Window Functions (41-46)
Q41: Explain ROW_NUMBER vs RANK vs DENSE_RANK.
SELECT
name,
department,
salary,
ROW_NUMBER() OVER (ORDER BY salary DESC) as row_num,
RANK() OVER (ORDER BY salary DESC) as rank,
DENSE_RANK() OVER (ORDER BY salary DESC) as dense_rank
FROM employees;
-- If two people tie for 2nd: ROW_NUMBER gives 2,3; RANK gives 2,2,4; DENSE_RANK gives 2,2,3
Q42: Get the top 3 earners per department.
WITH ranked AS (
SELECT
name,
department,
salary,
ROW_NUMBER() OVER (PARTITION BY department ORDER BY salary DESC) as rn
FROM employees
)
SELECT * FROM ranked WHERE rn <= 3;
Q43: Calculate running total of sales.
SELECT
order_date,
amount,
SUM(amount) OVER (ORDER BY order_date) as running_total
FROM orders;
Q44: Compare each row to the previous row.
SELECT
order_date,
amount,
LAG(amount, 1) OVER (ORDER BY order_date) as prev_amount,
amount - LAG(amount, 1) OVER (ORDER BY order_date) as difference
FROM orders;
Q45-46 cover: LEAD for looking ahead, FIRST_VALUE/LAST_VALUE, and moving averages with frame clauses.

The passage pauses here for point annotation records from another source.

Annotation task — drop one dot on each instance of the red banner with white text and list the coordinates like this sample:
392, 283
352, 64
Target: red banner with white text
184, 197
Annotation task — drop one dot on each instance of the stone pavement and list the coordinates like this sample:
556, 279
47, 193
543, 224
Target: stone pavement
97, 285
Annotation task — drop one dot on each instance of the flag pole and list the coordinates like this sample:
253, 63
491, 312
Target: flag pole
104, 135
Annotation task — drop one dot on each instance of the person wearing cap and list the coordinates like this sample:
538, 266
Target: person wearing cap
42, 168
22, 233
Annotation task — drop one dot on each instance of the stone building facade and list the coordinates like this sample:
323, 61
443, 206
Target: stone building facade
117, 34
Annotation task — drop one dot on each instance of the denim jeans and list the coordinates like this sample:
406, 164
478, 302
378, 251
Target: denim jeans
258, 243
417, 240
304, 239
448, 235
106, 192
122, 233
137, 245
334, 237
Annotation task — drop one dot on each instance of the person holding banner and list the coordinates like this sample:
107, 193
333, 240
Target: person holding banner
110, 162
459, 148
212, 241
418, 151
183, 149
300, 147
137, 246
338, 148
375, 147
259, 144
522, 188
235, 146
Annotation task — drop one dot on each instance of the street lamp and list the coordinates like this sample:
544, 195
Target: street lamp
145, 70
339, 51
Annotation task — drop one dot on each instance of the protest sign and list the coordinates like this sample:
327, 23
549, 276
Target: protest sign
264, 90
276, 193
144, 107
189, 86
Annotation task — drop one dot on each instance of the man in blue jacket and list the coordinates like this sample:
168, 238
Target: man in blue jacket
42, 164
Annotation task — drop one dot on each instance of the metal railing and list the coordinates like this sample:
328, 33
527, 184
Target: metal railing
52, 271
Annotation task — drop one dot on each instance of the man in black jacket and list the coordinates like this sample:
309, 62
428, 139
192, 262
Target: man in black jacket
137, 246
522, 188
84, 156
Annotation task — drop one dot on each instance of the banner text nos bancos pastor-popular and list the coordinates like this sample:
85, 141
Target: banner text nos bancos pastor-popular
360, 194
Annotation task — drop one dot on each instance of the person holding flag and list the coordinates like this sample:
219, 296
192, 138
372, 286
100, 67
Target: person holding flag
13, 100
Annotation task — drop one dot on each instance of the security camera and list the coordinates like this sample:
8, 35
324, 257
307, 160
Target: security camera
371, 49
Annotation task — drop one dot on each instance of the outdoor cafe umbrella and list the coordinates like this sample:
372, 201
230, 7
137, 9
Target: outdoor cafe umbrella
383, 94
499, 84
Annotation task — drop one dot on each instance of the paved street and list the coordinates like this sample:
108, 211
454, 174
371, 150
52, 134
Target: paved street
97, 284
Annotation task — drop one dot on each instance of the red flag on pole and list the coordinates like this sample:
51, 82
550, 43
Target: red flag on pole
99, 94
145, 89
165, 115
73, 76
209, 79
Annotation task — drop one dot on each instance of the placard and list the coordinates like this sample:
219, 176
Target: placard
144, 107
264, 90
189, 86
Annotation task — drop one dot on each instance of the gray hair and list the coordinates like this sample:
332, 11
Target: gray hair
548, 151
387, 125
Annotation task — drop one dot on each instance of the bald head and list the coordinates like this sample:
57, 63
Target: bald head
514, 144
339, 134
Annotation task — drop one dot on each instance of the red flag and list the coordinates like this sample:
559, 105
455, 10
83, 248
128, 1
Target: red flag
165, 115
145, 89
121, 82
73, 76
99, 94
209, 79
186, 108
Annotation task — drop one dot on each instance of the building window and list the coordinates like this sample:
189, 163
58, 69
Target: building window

Advanced Topics & Performance (47-50)
Q47: When should you add an index?
-- Add indexes on columns used in WHERE, JOIN, and ORDER BY
CREATE INDEX idx_employees_dept ON employees(dept_id);
-- Composite index for queries filtering on multiple columns
CREATE INDEX idx_orders_customer_date ON orders(customer_id, order_date);
Q48: How do you read an EXPLAIN plan?
Look for: sequential scans on large tables (bad), index usage (good), and estimated row counts that seem wrong.
EXPLAIN ANALYZE
SELECT * FROM orders WHERE customer_id = 123;
Q49: What are ACID properties?
Atomicity (all or nothing), Consistency (valid state to valid state), Isolation (concurrent transactions don’t interfere), Durability (committed data survives crashes).
Q50: Explain normalization forms.
1NF: No repeating groups. 2NF: No partial dependencies. 3NF: No transitive dependencies. In practice, most applications use 3NF with strategic denormalization for performance.
Quick Reference Cheat Sheet
| Pattern | Solution |
|---|---|
| Find duplicates | GROUP BY + HAVING COUNT(*) > 1 |
| Nth highest | DENSE_RANK() or LIMIT/OFFSET |
| Running total | SUM() OVER (ORDER BY …) |
| Row comparison | LAG()/LEAD() |
| Hierarchical data | Recursive CTE |
| Unmatched records | LEFT JOIN + WHERE IS NULL |
Common mistakes to avoid: Using = NULL instead of IS NULL, forgetting GROUP BY columns in SELECT, not handling ties in ranking questions, and using SELECT * in production queries.
Practice these patterns until they’re automatic. SQL interviews reward pattern recognition over raw memorization.